Prepare the Public Leeching!

Thursday, November 15th, 2007

Not the ones that leech blood. I’m talking about the ones that leech your emotions.

I’ve felt particularly vulnerable this week. What’s that you say? Yes, yes, I know I’m a pirate and pirates aren’t supposed to be vulnerable. We’re tough, you tell me. I tell myself that too. However, some days when I sit at my computer and pour out my story, I feel exposed and exhausted, like someone just ran me through the emotional wringer and put me away wet. More like a dog straight from his bath than the blood-thirsty, take-no-prisoners piratess I know myself to be.

When people who don’t write talk to me about writing, I always feel like they don’t ‘get’ it. The way they describe it, it sounds like so much fun. Creating worlds from your imagination, making up people and having them do things that you only ever dreamed of. They envy my initiative and they express the idea that, if they only had the faith in their imagination and the time/energy/determination/inclination, they would try writing as well.

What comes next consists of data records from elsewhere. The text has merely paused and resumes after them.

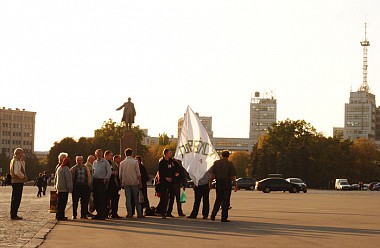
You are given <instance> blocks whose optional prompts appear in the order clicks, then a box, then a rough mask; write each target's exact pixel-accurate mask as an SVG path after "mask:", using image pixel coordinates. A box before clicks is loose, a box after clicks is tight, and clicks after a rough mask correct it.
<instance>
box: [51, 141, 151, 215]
mask: <svg viewBox="0 0 380 248" xmlns="http://www.w3.org/2000/svg"><path fill="white" fill-rule="evenodd" d="M132 154H133V152H132V149H130V148H128V149H126V150H125V159H124V160H121V156H120V155H114V154H113V152H112V151H110V150H106V151H105V152H104V154H103V151H102V150H101V149H97V150H96V151H95V154H94V155H90V156H88V158H87V162H86V163H84V159H83V157H82V156H76V158H75V165H74V166H73V167H71V168H69V165H70V159H69V158H68V154H67V153H61V154H60V155H59V156H58V160H59V163H58V165H57V167H56V173H55V178H54V179H55V180H54V181H55V184H54V187H55V189H56V191H57V193H58V206H57V208H58V213H57V215H56V218H57V219H58V220H67V217H66V216H65V208H66V204H67V200H68V194H69V193H70V192H71V193H72V202H73V219H77V210H78V204H79V200H80V203H81V213H80V218H81V219H87V218H88V217H91V218H92V219H96V220H105V219H107V218H115V219H119V218H121V217H120V216H119V215H118V208H119V198H120V195H119V191H120V190H121V189H124V193H125V198H126V208H127V213H128V214H127V218H132V216H133V215H134V212H135V210H136V212H137V218H143V217H144V215H143V212H142V211H143V208H144V207H148V206H149V200H148V196H147V181H148V180H149V176H148V173H147V171H146V168H145V166H144V165H143V163H142V159H141V157H140V156H136V157H132ZM103 155H104V156H103ZM91 195H92V197H93V204H94V208H95V210H96V215H93V214H91V213H90V212H91V211H89V207H88V205H89V199H90V196H91ZM139 195H140V197H139Z"/></svg>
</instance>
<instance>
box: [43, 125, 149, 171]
mask: <svg viewBox="0 0 380 248" xmlns="http://www.w3.org/2000/svg"><path fill="white" fill-rule="evenodd" d="M124 125H125V124H124V123H123V124H117V123H116V122H114V121H113V120H112V119H109V120H108V121H105V122H104V123H103V125H102V127H101V128H99V129H96V130H95V135H94V137H93V138H85V137H81V138H79V139H78V141H76V140H74V139H73V138H70V137H66V138H64V139H62V140H61V141H59V142H55V143H54V146H53V147H52V148H51V149H50V152H49V155H48V172H49V173H53V172H54V171H55V166H56V165H57V163H58V155H59V154H60V153H61V152H67V153H68V154H69V158H70V160H71V161H72V164H74V163H75V157H76V156H77V155H81V156H83V158H84V159H85V160H86V158H87V156H88V155H90V154H94V151H95V150H96V149H98V148H101V149H103V151H104V150H111V151H113V152H114V153H115V154H118V153H119V152H121V151H120V140H121V138H122V136H123V132H124V129H125V126H124ZM132 131H133V132H134V134H135V136H136V140H137V151H134V152H135V153H136V155H137V154H139V155H141V156H144V155H145V154H146V152H147V151H148V148H147V147H146V146H145V145H143V144H142V140H143V139H144V137H145V135H144V132H143V131H142V130H141V129H140V128H139V126H134V127H133V128H132Z"/></svg>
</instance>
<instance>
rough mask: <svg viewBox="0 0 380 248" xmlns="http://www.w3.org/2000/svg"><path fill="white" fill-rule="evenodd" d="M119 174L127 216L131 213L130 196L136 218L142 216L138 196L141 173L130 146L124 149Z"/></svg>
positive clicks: (140, 180) (139, 188)
mask: <svg viewBox="0 0 380 248" xmlns="http://www.w3.org/2000/svg"><path fill="white" fill-rule="evenodd" d="M119 176H120V181H121V185H122V188H123V189H124V193H125V199H126V207H127V218H132V215H133V211H134V209H132V204H131V201H132V198H133V200H134V203H135V206H136V211H137V218H143V217H144V215H143V213H142V208H141V204H140V203H139V198H138V195H139V190H140V189H141V188H142V184H141V173H140V168H139V163H138V161H137V160H136V159H135V158H133V157H132V149H131V148H127V149H126V150H125V159H124V160H123V161H121V163H120V171H119Z"/></svg>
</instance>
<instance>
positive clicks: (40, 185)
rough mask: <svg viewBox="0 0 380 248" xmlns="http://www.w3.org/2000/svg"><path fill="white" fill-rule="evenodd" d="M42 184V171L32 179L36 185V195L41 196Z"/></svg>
mask: <svg viewBox="0 0 380 248" xmlns="http://www.w3.org/2000/svg"><path fill="white" fill-rule="evenodd" d="M43 185H44V178H43V174H42V173H39V174H38V177H37V178H36V180H35V181H34V186H37V187H38V193H37V197H41V196H42V191H43V190H42V187H43Z"/></svg>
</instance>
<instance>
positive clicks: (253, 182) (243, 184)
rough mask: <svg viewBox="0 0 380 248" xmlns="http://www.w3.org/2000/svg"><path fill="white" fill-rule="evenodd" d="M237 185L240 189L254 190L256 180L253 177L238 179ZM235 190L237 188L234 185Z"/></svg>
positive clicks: (248, 177)
mask: <svg viewBox="0 0 380 248" xmlns="http://www.w3.org/2000/svg"><path fill="white" fill-rule="evenodd" d="M236 184H237V186H238V189H246V190H254V189H255V184H256V180H255V179H253V178H252V177H244V178H238V179H236ZM234 188H235V187H234V186H233V185H232V189H234Z"/></svg>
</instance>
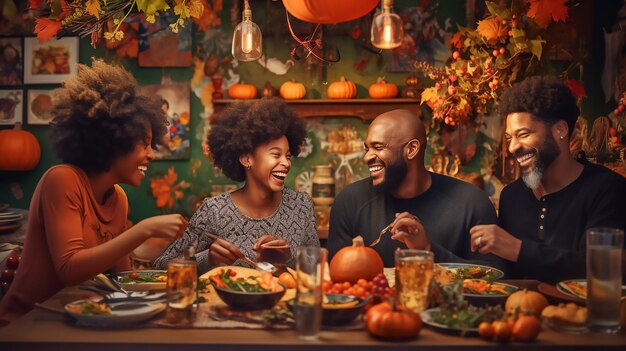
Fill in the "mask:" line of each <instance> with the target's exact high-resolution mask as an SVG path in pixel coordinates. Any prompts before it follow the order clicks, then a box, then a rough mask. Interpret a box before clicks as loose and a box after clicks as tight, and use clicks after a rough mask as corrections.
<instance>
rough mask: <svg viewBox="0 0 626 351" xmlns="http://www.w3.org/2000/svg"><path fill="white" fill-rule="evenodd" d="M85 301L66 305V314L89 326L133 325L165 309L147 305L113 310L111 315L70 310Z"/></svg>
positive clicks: (82, 324)
mask: <svg viewBox="0 0 626 351" xmlns="http://www.w3.org/2000/svg"><path fill="white" fill-rule="evenodd" d="M83 301H85V300H78V301H74V302H72V303H69V304H67V305H65V312H67V313H68V314H69V315H70V316H72V317H73V318H74V319H76V322H77V323H78V324H82V325H88V326H95V327H99V326H118V325H125V324H131V323H138V322H143V321H145V320H148V319H150V318H152V317H154V316H156V315H157V314H159V313H160V312H161V311H163V310H164V309H165V304H164V303H146V304H143V305H140V306H138V307H137V308H134V309H130V310H113V311H111V314H106V315H89V314H82V313H73V312H70V310H69V309H68V306H69V305H72V304H80V303H81V302H83Z"/></svg>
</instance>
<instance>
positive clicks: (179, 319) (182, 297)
mask: <svg viewBox="0 0 626 351" xmlns="http://www.w3.org/2000/svg"><path fill="white" fill-rule="evenodd" d="M197 285H198V271H197V268H196V262H195V261H192V260H172V261H170V262H168V264H167V314H166V316H167V320H168V321H169V322H171V323H181V322H193V320H194V319H195V310H194V302H195V300H196V288H197Z"/></svg>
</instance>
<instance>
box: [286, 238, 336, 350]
mask: <svg viewBox="0 0 626 351" xmlns="http://www.w3.org/2000/svg"><path fill="white" fill-rule="evenodd" d="M327 255H328V251H326V249H320V248H319V247H316V246H304V247H299V248H298V249H297V251H296V299H295V301H294V305H293V307H294V318H295V321H296V333H297V334H298V337H299V338H301V339H304V340H314V339H317V336H318V334H319V331H320V326H321V323H322V281H323V279H324V266H325V264H326V257H327Z"/></svg>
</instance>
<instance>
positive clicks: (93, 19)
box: [30, 0, 221, 47]
mask: <svg viewBox="0 0 626 351" xmlns="http://www.w3.org/2000/svg"><path fill="white" fill-rule="evenodd" d="M216 1H219V2H220V4H219V6H220V7H221V0H216ZM30 8H31V9H33V10H37V11H38V12H39V13H40V16H39V18H38V19H37V24H36V26H35V34H37V38H38V39H39V41H40V42H45V41H48V40H50V39H52V38H53V37H55V36H56V37H58V36H61V35H66V34H68V33H75V34H78V35H80V36H83V37H84V36H87V35H90V36H91V44H92V45H93V46H94V47H95V45H96V43H98V42H99V41H100V39H101V38H102V36H104V38H105V39H106V40H111V41H120V40H122V39H124V28H123V27H122V24H123V23H124V20H125V19H126V18H128V17H130V16H135V15H140V16H143V17H144V18H145V19H146V21H148V22H149V23H154V22H155V20H156V16H159V15H160V14H161V13H162V12H163V11H168V10H172V11H174V14H176V15H177V18H176V20H175V22H174V23H170V24H169V27H170V29H171V30H172V31H173V32H174V33H178V28H179V27H184V26H185V25H187V24H188V22H187V21H188V20H194V21H195V22H196V23H197V24H198V26H203V25H204V26H206V24H205V22H206V21H207V20H206V19H207V18H208V17H210V16H211V13H212V12H211V11H210V7H209V5H208V2H207V0H30ZM109 21H112V23H113V26H110V27H107V23H108V22H109Z"/></svg>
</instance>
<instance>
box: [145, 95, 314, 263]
mask: <svg viewBox="0 0 626 351" xmlns="http://www.w3.org/2000/svg"><path fill="white" fill-rule="evenodd" d="M305 136H306V128H305V124H304V122H303V121H302V120H301V119H300V118H298V116H297V115H296V114H295V112H293V111H292V110H291V109H290V108H289V107H288V106H287V105H286V104H285V103H284V102H283V101H282V100H281V99H261V100H258V101H256V102H253V103H249V102H240V103H236V104H234V105H232V106H230V107H229V108H227V109H225V110H223V111H222V112H221V113H220V114H219V116H218V117H217V118H216V119H215V121H214V122H213V124H212V128H211V131H210V132H209V136H208V144H209V149H210V151H211V158H212V159H213V162H214V164H215V165H216V166H217V167H219V168H220V169H221V170H222V171H223V172H224V174H225V175H226V176H227V177H228V178H230V179H232V180H234V181H237V182H242V181H243V182H244V184H243V186H242V187H241V188H239V189H237V190H236V191H234V192H232V193H223V194H220V195H218V196H215V197H211V198H208V199H205V200H204V201H203V202H202V205H201V206H200V208H199V209H198V210H197V211H196V213H195V214H194V215H193V217H192V218H191V220H190V221H189V227H188V228H187V230H186V231H185V233H184V234H183V236H182V237H180V238H179V239H178V240H176V241H175V242H174V243H172V245H171V246H170V247H168V248H167V249H166V250H165V252H164V253H163V254H162V255H161V256H160V257H159V258H157V260H156V261H155V263H154V266H155V268H157V269H165V268H166V267H167V262H168V261H169V260H171V259H174V258H179V257H181V256H183V253H184V252H185V249H186V248H187V247H188V246H190V245H195V246H196V251H197V253H196V260H197V262H198V271H199V273H201V274H202V273H204V272H207V271H208V270H210V269H211V268H212V267H214V266H217V265H221V264H225V265H231V264H234V265H247V264H246V263H245V262H243V261H242V260H240V259H239V258H241V257H242V256H244V255H245V256H246V257H248V258H250V259H254V260H258V259H259V258H260V257H259V256H260V253H261V251H262V250H263V248H262V247H261V245H263V244H266V243H270V242H271V243H270V244H271V245H273V246H274V245H275V246H279V247H282V249H281V250H279V255H278V256H279V257H281V258H278V259H277V261H278V262H277V263H285V262H286V263H287V265H288V266H293V265H294V262H295V260H294V256H295V249H296V248H297V247H298V246H304V245H316V246H319V244H320V242H319V238H318V235H317V229H316V227H317V226H316V224H315V214H314V211H313V203H312V202H311V198H310V197H309V195H308V194H305V193H299V192H296V191H293V190H291V189H286V188H285V187H284V184H285V178H286V176H287V174H288V173H289V169H290V168H291V157H292V156H297V155H298V153H299V151H300V145H301V144H302V142H303V140H304V138H305ZM203 231H208V232H210V233H213V234H216V235H218V236H219V237H220V238H222V239H218V240H213V239H211V238H210V237H209V236H207V235H204V234H203ZM280 261H282V262H280Z"/></svg>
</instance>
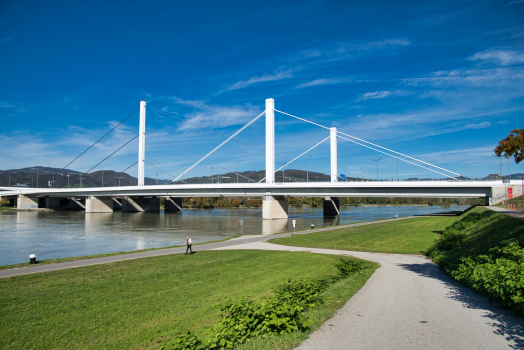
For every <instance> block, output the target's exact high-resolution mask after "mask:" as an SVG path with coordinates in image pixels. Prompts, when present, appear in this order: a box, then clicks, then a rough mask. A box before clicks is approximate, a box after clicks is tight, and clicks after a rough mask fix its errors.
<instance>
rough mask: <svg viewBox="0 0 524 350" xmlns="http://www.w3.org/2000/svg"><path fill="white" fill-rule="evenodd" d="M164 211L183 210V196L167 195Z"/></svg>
mask: <svg viewBox="0 0 524 350" xmlns="http://www.w3.org/2000/svg"><path fill="white" fill-rule="evenodd" d="M164 211H165V212H166V213H167V212H170V213H180V212H182V198H180V197H167V198H166V199H165V201H164Z"/></svg>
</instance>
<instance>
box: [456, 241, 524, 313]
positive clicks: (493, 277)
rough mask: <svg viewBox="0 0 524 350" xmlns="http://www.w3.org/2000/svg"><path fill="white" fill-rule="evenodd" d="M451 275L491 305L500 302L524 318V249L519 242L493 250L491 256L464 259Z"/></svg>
mask: <svg viewBox="0 0 524 350" xmlns="http://www.w3.org/2000/svg"><path fill="white" fill-rule="evenodd" d="M450 274H451V276H452V277H453V278H455V279H456V280H457V281H459V282H461V283H462V284H464V285H466V286H468V287H470V288H471V289H473V290H474V291H476V292H478V293H480V294H482V295H485V296H487V297H488V302H492V301H495V300H497V301H499V302H500V303H501V304H502V305H504V306H506V307H508V308H510V309H511V310H512V311H513V312H515V313H518V314H521V315H524V248H522V247H521V246H520V245H519V244H518V242H517V241H516V240H515V239H512V240H508V241H504V242H502V243H501V244H500V245H499V246H496V247H494V248H491V249H490V250H489V254H481V255H478V256H475V257H463V258H462V259H461V263H460V264H458V265H456V267H455V268H454V269H452V270H451V271H450Z"/></svg>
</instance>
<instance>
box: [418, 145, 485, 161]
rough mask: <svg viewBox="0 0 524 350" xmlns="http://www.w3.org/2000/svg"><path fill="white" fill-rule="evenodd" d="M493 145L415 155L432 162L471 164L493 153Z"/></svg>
mask: <svg viewBox="0 0 524 350" xmlns="http://www.w3.org/2000/svg"><path fill="white" fill-rule="evenodd" d="M493 148H494V147H493V146H481V147H475V148H463V149H455V150H448V151H442V150H439V151H438V152H429V153H423V154H418V155H416V156H415V157H416V158H419V159H423V160H424V161H427V162H430V163H434V164H445V163H459V164H464V163H465V164H472V163H479V162H483V163H484V162H485V161H486V159H488V158H489V157H490V156H491V155H492V154H493Z"/></svg>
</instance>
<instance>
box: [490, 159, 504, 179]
mask: <svg viewBox="0 0 524 350" xmlns="http://www.w3.org/2000/svg"><path fill="white" fill-rule="evenodd" d="M492 157H497V158H498V159H499V167H500V169H499V170H500V173H499V176H500V178H502V158H501V157H500V156H497V155H495V156H492Z"/></svg>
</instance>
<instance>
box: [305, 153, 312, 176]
mask: <svg viewBox="0 0 524 350" xmlns="http://www.w3.org/2000/svg"><path fill="white" fill-rule="evenodd" d="M310 157H311V156H307V158H306V159H307V160H306V168H307V173H306V182H309V158H310Z"/></svg>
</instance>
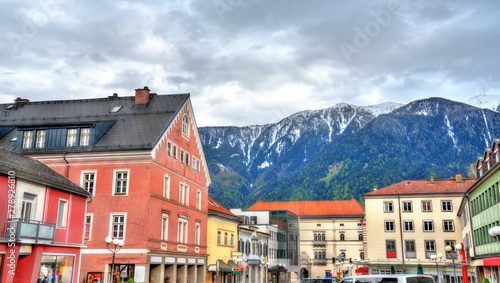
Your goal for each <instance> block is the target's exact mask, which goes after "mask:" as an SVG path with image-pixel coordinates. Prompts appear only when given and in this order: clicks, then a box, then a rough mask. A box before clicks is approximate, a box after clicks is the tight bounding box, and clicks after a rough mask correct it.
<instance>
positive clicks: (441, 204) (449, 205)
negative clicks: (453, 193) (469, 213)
mask: <svg viewBox="0 0 500 283" xmlns="http://www.w3.org/2000/svg"><path fill="white" fill-rule="evenodd" d="M441 211H453V209H452V207H451V200H442V201H441Z"/></svg>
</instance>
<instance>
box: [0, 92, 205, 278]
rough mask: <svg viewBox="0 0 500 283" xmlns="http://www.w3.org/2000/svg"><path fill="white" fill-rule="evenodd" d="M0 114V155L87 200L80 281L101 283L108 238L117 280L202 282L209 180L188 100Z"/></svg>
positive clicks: (173, 100)
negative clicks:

I smile and nod through these conversations, agreeing with them about these good aspects of writing, but feeling like something in their descriptions is missing. I feel my characters’ embarrassment, their pain, their joy, and their heartaches. It’s like walking around with “Days of Our Lives” spinning out of control in my head.

Then, after I get all of that angst out, I have to let other people read it and (in)validate it. Yes, that’s terrifying.

Yet, I have to keep going, because if I don’t, how will I know they turn out all right in the end? They are adrift in uncertainty and I am their lifeline. Just add that responsibility to the other responsibilities in my life and you can probably understand my vulnerability.

So, as a recap: angst + possible public embarrassment + fake people counting on me + real life responsibilities = potential emotional exhaustion.

How about you? How do you deal with the emotional ups and downs of writing? What keeps you going through this? And how to do you deal with well-meaning yet misunderstanding comments of some non-writers?